Eso era todo lo que había al principio.
Solo dolor.
En todas partes.
Mi pecho ardiendo.
Mis pulmones negándose a funcionar.
Mi corazón tartamudeando.
Deteniéndose.
Volviendo a latir débilmente.
Luego nada.
El dolor se desvaneció.
Todo se desvaneció.
Como si alguien hubiera bajado el volumen del mundo hasta que solo quedó…
silencio.
Esto era la muerte.
Tenía que serlo.
Había luchado todo lo que pude.
Pero el veneno había ganado.
Voss había ganado.
Ese pensamiento debería haberme enfurecido.
Debería haberme hecho luchar más.
Pero estaba demasiado cansado.
Demasiado lejos.
Al menos lo había intentado.
Al menos había luchado por ellos.
Sera.
Adrián.
Lily.
Sus rostros pasaron por mi mente.
Claros.
Perfectos.
Como fotografías grabadas en mi conciencia.
¿Me perdonaría Sera?
¿Por morir?
¿Por dejarlos solos?
¿Llegaría a saber la verdad?
Sobre Gabriel.
Sobre Emma.
Sobre cómo nunca la había traicionado.
Las preguntas se disolvieron.
Ya no importaban.
Estaba muriendo.
Nada más importaba.
Mi conciencia comenzó a deslizarse.
Ese deslizamiento final hacia la oscuridad.
Hacia la nada.
Entonces lo sentí.
Un tirón.
Sutil al principio.
Como un hilo jalando algo profundo dentro de mí.
Alex se agitó.
Mi lobo.
Que también debería estar muriendo.
Que debería estar desvaneciéndose junto conmigo.

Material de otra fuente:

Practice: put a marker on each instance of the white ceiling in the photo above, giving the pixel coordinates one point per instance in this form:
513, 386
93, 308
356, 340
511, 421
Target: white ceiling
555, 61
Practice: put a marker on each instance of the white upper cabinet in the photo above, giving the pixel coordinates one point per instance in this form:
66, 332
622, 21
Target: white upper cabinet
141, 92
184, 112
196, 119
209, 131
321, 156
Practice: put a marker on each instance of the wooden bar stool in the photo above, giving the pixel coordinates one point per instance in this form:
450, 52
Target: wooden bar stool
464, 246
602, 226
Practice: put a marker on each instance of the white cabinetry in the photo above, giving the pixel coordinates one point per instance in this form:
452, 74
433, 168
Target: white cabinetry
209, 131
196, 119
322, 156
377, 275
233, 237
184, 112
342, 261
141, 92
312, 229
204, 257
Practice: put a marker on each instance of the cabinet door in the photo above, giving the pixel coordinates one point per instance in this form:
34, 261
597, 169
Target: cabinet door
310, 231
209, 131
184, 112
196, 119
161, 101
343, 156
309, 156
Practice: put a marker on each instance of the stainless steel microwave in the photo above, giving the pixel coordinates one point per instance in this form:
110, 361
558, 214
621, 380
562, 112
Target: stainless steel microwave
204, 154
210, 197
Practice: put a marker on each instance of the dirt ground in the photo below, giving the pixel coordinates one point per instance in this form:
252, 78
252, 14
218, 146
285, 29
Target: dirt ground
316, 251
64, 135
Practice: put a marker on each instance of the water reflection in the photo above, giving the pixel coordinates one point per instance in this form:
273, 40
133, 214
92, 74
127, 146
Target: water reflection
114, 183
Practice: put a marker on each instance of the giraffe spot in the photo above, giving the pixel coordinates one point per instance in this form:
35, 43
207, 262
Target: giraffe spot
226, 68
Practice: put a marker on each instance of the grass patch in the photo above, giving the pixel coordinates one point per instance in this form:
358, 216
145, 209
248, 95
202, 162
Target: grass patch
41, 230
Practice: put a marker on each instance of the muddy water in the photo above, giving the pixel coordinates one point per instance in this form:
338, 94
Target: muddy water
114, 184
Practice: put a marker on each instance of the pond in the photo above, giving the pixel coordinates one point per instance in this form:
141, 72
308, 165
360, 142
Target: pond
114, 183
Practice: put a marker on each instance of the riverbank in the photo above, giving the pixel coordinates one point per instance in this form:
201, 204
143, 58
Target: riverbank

Pero no se estaba desvaneciendo.
Estaba…
¿despertando?
Eso no tenía sentido.
Estábamos envenenados.
Muriendo.
No había despertar de esto.
El tirón se hizo más fuerte.
Insistente.
Exigiendo atención.
Alex empujó contra mi conciencia.
Urgente.
Emocionado.
Como si hubiera percibido algo que yo no podía.
«Compañera».
La palabra resonó a través de mis pensamientos que se desvanecían.
Clara.
Segura.
Imposible.
Sera estaba a kilómetros de distancia.
A salvo en casa con los niños.
No podía estar aquí.
No estaría aquí.
Y aunque lo estuviera, su loba estaba muerta.
Desaparecida hace tres años.
Ya no había un vínculo de compañeros para percibir.
Estaba alucinando.
Tenía que ser eso.
El veneno haciéndome ver cosas.
Sentir cosas.
Esperar cosas que no podían ser reales.
El tirón se intensificó.
Alex aullando ahora.
No de dolor.
En reconocimiento.
En alegría.
«Compañera.
Compañera.
COMPAÑERA».
Mi cuerpo seguía apagándose.
El corazón apenas latiendo.
Los pulmones apenas respirando.
Pero a Alex no le importaba.
Estaba tratando de alcanzarla.
Tratando de responder a lo que fuera que estuviera percibiendo.
Entonces algo tocó mi pecho.
Caliente.
Ardiendo.
Como oro fundido derramándose directamente sobre mi piel.
La sensación se extendió.
Rápido.
Siguiendo el camino de mis heridas.
Filtrándose en la carne desgarrada.
En la sangre envenenada.
La oscuridad retrocedió ligeramente.
Lo suficiente para que la conciencia volviera a entrar.
¿Qué estaba pasando?
El ardor se intensificó.
Aunque no doloroso.
No como el veneno.
Esto era diferente.
Sanador.
Restaurador.
Como la vida misma fluyendo dentro de mí.
Mi corazón latió.
Fuerte.
Constante.
Sin más tartamudeos.
Sin más debilidad.
Mis pulmones se expandieron.
Respiré.
Aire real llenándolos.
Oxígeno llegando a la sangre.
El veneno—esa mezcla mortal que me estaba matando—se estaba disolviendo.
Descomponiéndose.
Siendo expulsado por lo que fuera esto.
Las heridas se cerraron.
Lo sentí suceder.
Tejido desgarrado uniéndose.
Huesos rotos fusionándose.
Todo sanando más rápido de lo que debería ser posible.
Alex estaba enloqueciendo ahora.
Aullando.
Celebrando.
Empujando hacia la conciencia.
*¡Compañera!
¡Nuestra compañera!
¡Está aquí!*
Su voz me llegó entonces.
Distante.
Quebrada.
Pero inconfundiblemente suya.
—Damien.
Sera.
Mi esposa.
Mi compañera.
La mujer que pensé que nunca volvería a ver.
Estaba aquí.
Realmente aquí.
Y estaba llorando.
Podía oírlo en su voz.
Ese borde desesperado.
Ese dolor.
—Damien, por favor.
Las palabras me envolvieron.
Me levantaron.
Hacia la conciencia.
Hacia la vida.
Tenía que responder.
Tenía que hacerle saber que estaba vivo.
Que estaba regresando.
Pero mi cuerpo no cooperaba.
Todavía demasiado débil.
Todavía recuperándose de haber estado muerto.
La curación continuaba.
Ese calor dorado extendiéndose.
Arreglando todo lo que el veneno había destruido.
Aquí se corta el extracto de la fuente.